Findings from this study were presented at the 57th American Society of
Hematology Meeting (ASH) in Orlando, Florida.
"Given that patients with myelofibrosis have shortened survival expectations and
are at an increased risk of complications, the five-year findings from COMFORT-
II demonstrate a long-term benefit with Jakavi therapy that is meaningful to the
community," said Claire Harrison, MD, study investigator and Consultant
Hematologist, Guy's and St. Thomas' NHS Foundation Trust, London. "These data
help to confirm the important role Jakavi plays in these difficult-to-treat
patients."
In addition to the Jakavi data presented at ASH, Novartis announced that a
separate Phase III study met its primary endpoint-patients with polycythemia
vera (PV) resistant to or intolerant of hydroxyurea who did not have an enlarged
spleen who were treated with Jakavi maintained hematocrit control without the
need for phlebotomy. In the Phase III RESPONSE 2 (Randomized Study of Efficacy
and Safety in POlycythemia Vera with JAK INhibitor Ruxolitinib VerSus BEst
Available Care) study, the safety profile of Jakavi was consistent with previous
studies. Full results from the trial continue to be evaluated and will be
presented at a future medical congress.
"The growing body of research confirms the benefit of Jakavi for patients with
rare blood cancers, such as myelofibrosis and polycythemia vera, who have
limited treatment options," said Alessandro Riva, MD, Global Head, Novartis
Oncology Development and Medical Affairs. "In addition to exhibiting long-term
benefits in myelofibrosis, Jakavi also showed potential to benefit a broader
population of patients with polycythemia vera, bringing hope to another
underserved patient community."
About the COMFORT-II Study
COMFORT-II (COntrolled MyeloFibrosis Study with ORal JAK Inhibitor Therapy) is a
randomized, open-label, Phase III study of 219 patients with primary MF, post-
polycythemia vera myelofibrosis (PPV-MF) or post-essential thrombocythemia
myelofibrosis (PET-MF) in 56 study locations in Europe. Two-thirds of patients
(146) received Jakavi twice daily and one-third of patients (73) received best
available therapy, which was administered at doses and schedules determined by
the investigator. Best available therapy was selected by the investigator for
each patient and could have included a combination of available agents to treat
the disease and/or its symptoms. Of the patients on the best available therapy
arm, 61.6% crossed over to receive Jakavi upon protocol-defined progression
following the primary analysis after week 48. All patients randomized to best
available therapy have crossed over or discontinued. An analysis of the study at
five years was performed to evaluate the safety and efficacy of Jakavi in
patients with MF[1].
In the Phase III trial, fibrosis grades, a key indicator of disease control in
MF, improved (15.8%) or were maintained (32.2%) in nearly half of patients with
long-term Jakavi treatment. Nearly one-quarter of patients (26.7% from Jakavi
treatment arm; 24.4% who crossed over from best available treatment arm)

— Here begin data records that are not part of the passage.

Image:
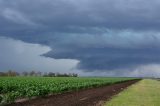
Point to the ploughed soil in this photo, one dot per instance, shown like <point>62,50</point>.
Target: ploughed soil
<point>88,97</point>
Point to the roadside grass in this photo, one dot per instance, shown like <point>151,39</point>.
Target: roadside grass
<point>144,93</point>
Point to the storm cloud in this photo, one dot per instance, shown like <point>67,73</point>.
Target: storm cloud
<point>103,35</point>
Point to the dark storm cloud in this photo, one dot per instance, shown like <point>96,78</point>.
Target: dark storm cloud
<point>102,35</point>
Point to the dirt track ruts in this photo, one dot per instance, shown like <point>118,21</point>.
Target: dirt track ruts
<point>89,97</point>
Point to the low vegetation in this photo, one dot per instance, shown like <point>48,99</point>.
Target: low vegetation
<point>144,93</point>
<point>12,88</point>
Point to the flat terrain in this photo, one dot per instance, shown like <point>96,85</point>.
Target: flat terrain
<point>89,97</point>
<point>18,88</point>
<point>144,93</point>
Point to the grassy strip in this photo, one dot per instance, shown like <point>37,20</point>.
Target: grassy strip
<point>13,88</point>
<point>144,93</point>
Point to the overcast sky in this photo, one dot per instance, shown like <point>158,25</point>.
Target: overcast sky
<point>89,37</point>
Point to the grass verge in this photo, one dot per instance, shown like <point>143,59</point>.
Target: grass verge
<point>144,93</point>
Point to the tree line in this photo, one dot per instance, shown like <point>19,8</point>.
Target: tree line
<point>12,73</point>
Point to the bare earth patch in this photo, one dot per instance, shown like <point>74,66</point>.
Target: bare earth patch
<point>89,97</point>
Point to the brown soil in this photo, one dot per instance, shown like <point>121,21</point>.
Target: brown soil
<point>89,97</point>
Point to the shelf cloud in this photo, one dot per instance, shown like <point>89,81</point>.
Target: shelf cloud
<point>104,35</point>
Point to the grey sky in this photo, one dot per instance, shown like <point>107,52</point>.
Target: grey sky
<point>105,36</point>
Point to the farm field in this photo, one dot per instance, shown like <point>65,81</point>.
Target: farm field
<point>144,93</point>
<point>12,88</point>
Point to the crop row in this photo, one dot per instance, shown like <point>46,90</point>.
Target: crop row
<point>12,88</point>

remained on treatment with Jakavi for five years. All adverse events (AEs) were
consistent with previous analyses of treatment with Jakavi in patients with MF.
The most common AEs in Jakavi-treated patients either after randomization or
after crossing over from best available therapy were thrombocytopenia (52.4%),
anemia (49.2%), diarrhea (35.6%) and peripheral edema (33.0%). The most common
grade 3/4 AEs included anemia (22.5%), thrombocytopenia (15.2%), pneumonia
(5.8%), general physical health deterioration (4.2%) and shortness of breath
(4.2%)[1].
About the RESPONSE 2 Study
RESPONSE 2 (Randomized Study of Efficacy and Safety in POlycythemia Vera with
JAK INhibitor Ruxolitinib VerSus BEst Available Care) is a multi-center, open
label, randomized, Phase IIIb study evaluating the efficacy and safety of Jakavi
versus best available therapy. The trial randomized 149 patients with PV who
were resistant to or intolerant of hydroxyurea, dependent on phlebotomy for
hematocrit control and did not have an enlarged spleen. Patients were randomized
1:1, by stratification (based on hydroxyurea resistance or intolerance) to
receive either Jakavi (10 mg twice daily) or best available therapy, which was
defined as investigator selected monotherapy or observation only. The dose was
adjusted as needed throughout the study.
About Myelofibrosis
MF is part of a group of related rare blood cancers known as myeloproliferative
neoplasms (MPNs) where a patient's bone marrow can no longer produce enough
normal blood cells, causing the spleen to enlarge[2]. As a result, patients with
MF may suffer from debilitating symptoms and have a poor quality of life[4].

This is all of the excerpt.